Fernschach ist eine wichtige Trainingsmethode der Schachschule Pirs

 

 

Das größte Problem des Schachtrainers ist in erster Linie das Schüler mit viel Enthusiasmus die Theorie des Schachspiels erforschen aber leider auf dem falschen Weg. Die Schüler lernen  wie in der richtigen Schule viel „auswendig“, was  nicht den erwünschten Erfolg bringt. Im Nahschach ist es notwendig in einer begrenzten Zeit gespeicherte Informationen zur Stellung während einer Schachpartie abzurufen. Auswendig lernen bringt kein Verständnis für Positionen und schon bei den kleinsten Abweichungen des Erlernten verlieren die Schüler den roten Faden. Die Zeit läuft  und die Nervosität steigt, das verhindert die letzte Hoffnung um eine Partie erfolgreich zu beenden.

 

 

 Dieses Problem habe ich durch die Einführung des Fernschach im Training gelöst.

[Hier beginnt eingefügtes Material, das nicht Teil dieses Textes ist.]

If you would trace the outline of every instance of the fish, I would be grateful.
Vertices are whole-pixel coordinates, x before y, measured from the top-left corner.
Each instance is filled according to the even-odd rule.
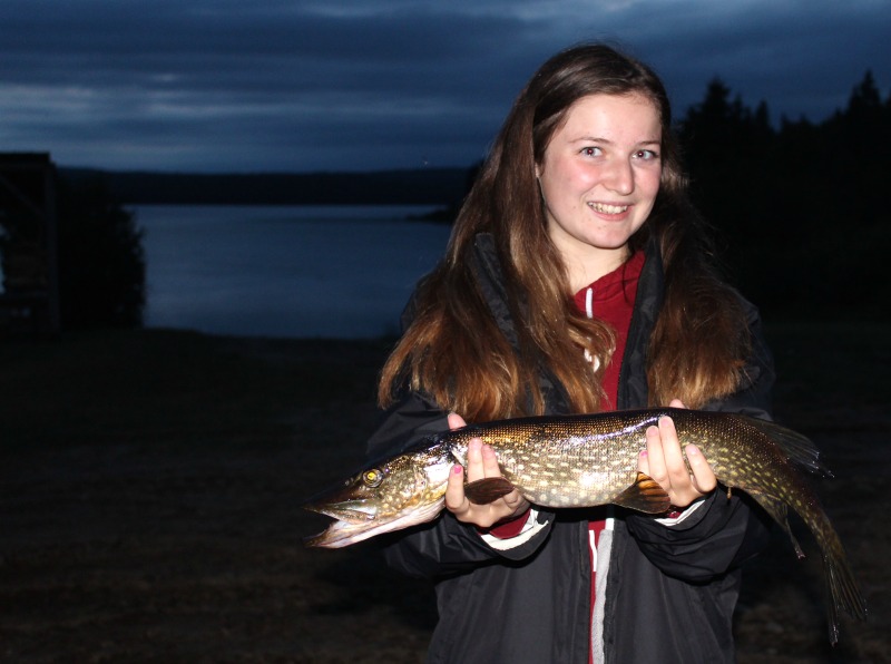
[[[832,477],[806,437],[774,422],[740,413],[649,408],[576,416],[540,416],[469,424],[427,437],[403,451],[368,463],[303,507],[334,518],[306,546],[340,548],[435,519],[456,463],[467,468],[467,449],[480,438],[495,450],[501,478],[466,484],[476,504],[515,488],[545,508],[616,505],[645,514],[670,509],[665,490],[637,469],[646,430],[670,417],[682,449],[695,443],[719,485],[751,496],[804,551],[789,525],[793,509],[820,546],[826,585],[830,641],[839,638],[839,612],[865,619],[866,605],[842,543],[802,468]],[[467,473],[464,473],[467,477]]]

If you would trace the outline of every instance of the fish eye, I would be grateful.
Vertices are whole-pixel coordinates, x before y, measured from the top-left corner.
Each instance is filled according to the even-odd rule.
[[[362,481],[370,489],[380,487],[381,482],[383,481],[383,472],[381,472],[376,468],[365,470],[365,472],[362,473]]]

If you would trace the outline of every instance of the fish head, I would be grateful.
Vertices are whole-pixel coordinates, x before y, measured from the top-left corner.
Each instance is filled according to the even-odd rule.
[[[439,445],[366,466],[303,505],[335,519],[306,546],[341,548],[432,520],[442,510],[453,465]]]

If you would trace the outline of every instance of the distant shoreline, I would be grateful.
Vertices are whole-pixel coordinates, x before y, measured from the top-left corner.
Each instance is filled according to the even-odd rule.
[[[370,173],[183,174],[59,167],[74,186],[101,186],[143,205],[431,205],[464,197],[471,168]]]

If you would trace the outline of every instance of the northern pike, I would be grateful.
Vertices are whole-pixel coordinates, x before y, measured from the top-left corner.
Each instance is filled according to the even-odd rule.
[[[311,498],[306,509],[336,520],[306,544],[339,548],[434,519],[444,507],[449,472],[456,463],[467,468],[468,442],[474,437],[495,449],[502,478],[466,485],[473,502],[490,502],[516,487],[529,502],[546,508],[613,504],[666,512],[668,495],[637,470],[646,429],[663,416],[673,419],[682,449],[695,443],[703,451],[728,495],[745,491],[782,526],[800,558],[804,553],[789,526],[789,508],[809,526],[822,550],[832,595],[830,641],[838,641],[839,609],[865,618],[865,602],[839,536],[796,468],[831,476],[817,449],[790,429],[736,413],[662,408],[517,418],[444,431]]]

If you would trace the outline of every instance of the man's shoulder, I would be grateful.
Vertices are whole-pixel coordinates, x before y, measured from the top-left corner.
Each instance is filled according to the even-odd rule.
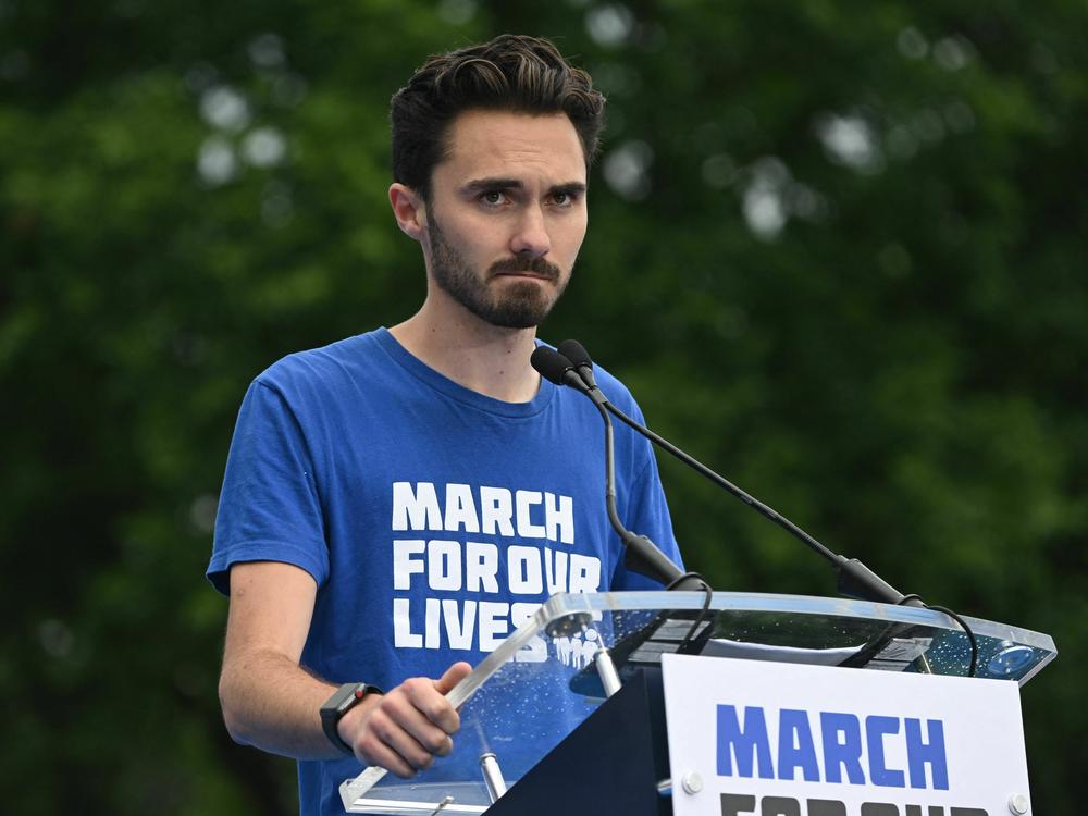
[[[366,376],[368,369],[380,367],[381,333],[375,330],[281,357],[258,374],[256,382],[288,394],[355,381]]]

Dadurch entsteht kein „trockenes-auswendig“ Lernen  sondern  motiviertes systematisches Forschen von Eröffnungstheorien, Mittelspieltheorien mit dem Übergang in Endspiele und auch reine Endspieltheorie.

 

Zum Unterschied zu Nahschachpartien, in denen sich der Spieler auf seine Phantasie und die Fähigkeit vom Variantenrechnen verlassen muss, kann er im Fernschach in 3-5 Tagen die Stellung auf dem Schachbrett analysieren, Schachliteratur zur Hilfe nehmen , Basiswisssen ansehen und den ausgewählten Zug zusätzlich mit einer Engine überprüfen. Es ist genug Zeit noch die unbedeutensten Möglichkeiten oder Ideen heranzuziehen.

 

 

  1. Eröffnungstheorie

 

Der Schüler erforscht im Fernschach sein Eröffnungsrepertoire selbständig. Das vergößert das Interesse und die Qualität der Eröffnungsforschung, besonders aber bestehen hier Möglichkeiten neue Ideen im Wettkampf zu überprüfen. Aufgrund des langwierigen, dynamsichen Studiums fangen die Schüler an zu verstehen, dass mehrere strategische Elemente wichtig sind (Bauernstrukturen, die Rolle der Figuren bei bestimmten Baunernstrukturen…) Die wichtigste Erkenntnis aus dem Training ist , dass sich die Schüler die Frage stellen warum ist das so und warum ist das wichtig in dieser Stellung.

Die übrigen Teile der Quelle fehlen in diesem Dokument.